My second principle is: The two-trick pony has a leg up.
I’m a firm believer that advances are often made when different ideas collide and a synthesis occurs. I learned this early, when as a student I was fascinated by two topics in physics, elementary particles and cosmology. Nowadays everyone recognizes that particle physics and cosmology are closely related, because when the universe was very young it was also very hot, and particles were colliding at very high energies. But back in the 1970s, the connection was less widely appreciated. By knowing something about cosmology and about particle physics, by being a two-trick pony, I was able to think through what happens as the universe cools, which turned out to be my ticket to becoming a Caltech professor.
It takes a community to produce two-trick ponies. I learned cosmology from one set of colleagues and particle physics from another set of colleagues. I didn’t know either subject as well as the real experts. But I was a two-trick pony, so I had a leg up. I’ve tried to be a two-trick pony ever since.
Another great example of a two-trick pony is my Caltech colleague Alexei Kitaev. Alexei studied condensed matter physics, but he also became intensely interested in computer science, and learned all about that. Back in the 1990s, perhaps no one else in the world combined so deep an understanding of both condensed matter physics and computer science, and that led Alexei to many novel insights. Perhaps most remarkably, he connected ideas about error-correcting code, which protect information from damage, with ideas about novel quantum phases of matter, leading to radical new suggestions about how to operate a quantum computer using exotic particles we call anyons.
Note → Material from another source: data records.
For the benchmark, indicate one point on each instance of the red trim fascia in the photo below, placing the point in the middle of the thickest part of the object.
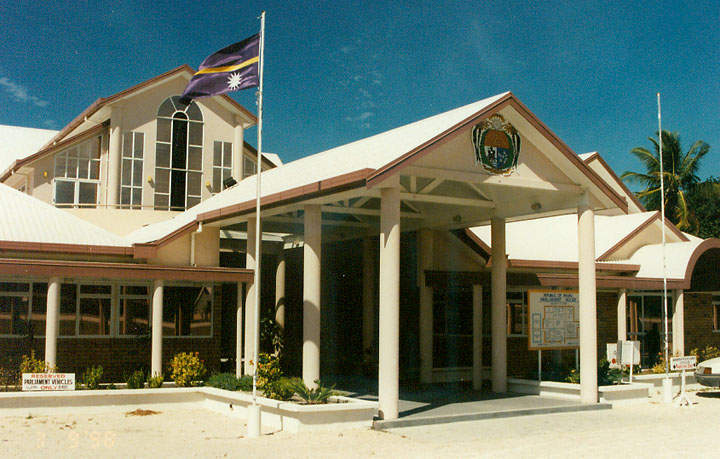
(130, 271)
(52, 148)
(425, 148)
(571, 265)
(571, 280)
(479, 242)
(312, 190)
(595, 156)
(65, 248)
(703, 247)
These ideas had an invigorating impact on experimental physics and may someday have a transformative effect on technology. (We don’t know that yet; it’s still way too early to tell.) Alexei could produce an idea like that because he was a two-trick pony.^{3}
Which brings me to my third principle: Nature is subtle.
Yes, mathematics is unreasonably effective. Yes, we can succeed at formulating laws of Nature with amazing explanatory power. But it’s a struggle. Nature does not give up her secrets so readily. Things are often different than they seem on the surface, and we’re easily fooled. Nature is subtle.^{4}
Perhaps there is no greater illustration of Nature’s subtlety than what we call the holographic principle. This principle says that, in a sense, all the information that is stored in this room, or any room, is really encoded entirely and with perfect accuracy on the boundary of the room, on its walls, ceiling and floor. Things just don’t seem that way, and if we underestimate the subtlety of Nature we’ll conclude that it can’t possibly be true. But unless our current ideas about the quantum theory of gravity are on the wrong track, it really is true. It’s just that the holographic encoding of information on the boundary of the room is extremely complex and we don’t really understand in detail how to decode it. At least not yet.
This holographic principle, arguably the deepest idea about physics to emerge in my lifetime, is still mysterious. How can we make progress toward understanding it well enough to explain it to freshmen? Well, I think we need more two-trick ponies. Except maybe in this case we’ll need ponies who can do three tricks or even more. Explaining how spacetime might emerge from some more fundamental notion is one of the hardest problems we face in physics, and it’s not going to yield easily. We’ll need to combine ideas from gravitational physics, information science, and condensed matter physics to make real progress, and maybe completely new ideas as well. Some of our former Sherman Fairchild Prize Fellows are leading the way at bringing these ideas together, people like Guifre Vidal, who is here tonight, and Patrick Hayden, who very much wanted to be here.^{5} We’re very proud of what they and others have accomplished.
Bringing ideas together is what the Walter Burke Institute for Theoretical Physics is all about. I’m not talking about only the holographic principle, which is just one example, but all the great challenges of theoretical physics, which will require ingenuity and synthesis of great ideas if we hope to make real progress. We need a community of people coming from different backgrounds, with enough intellectual common ground to produce a new generation of two-trick ponies.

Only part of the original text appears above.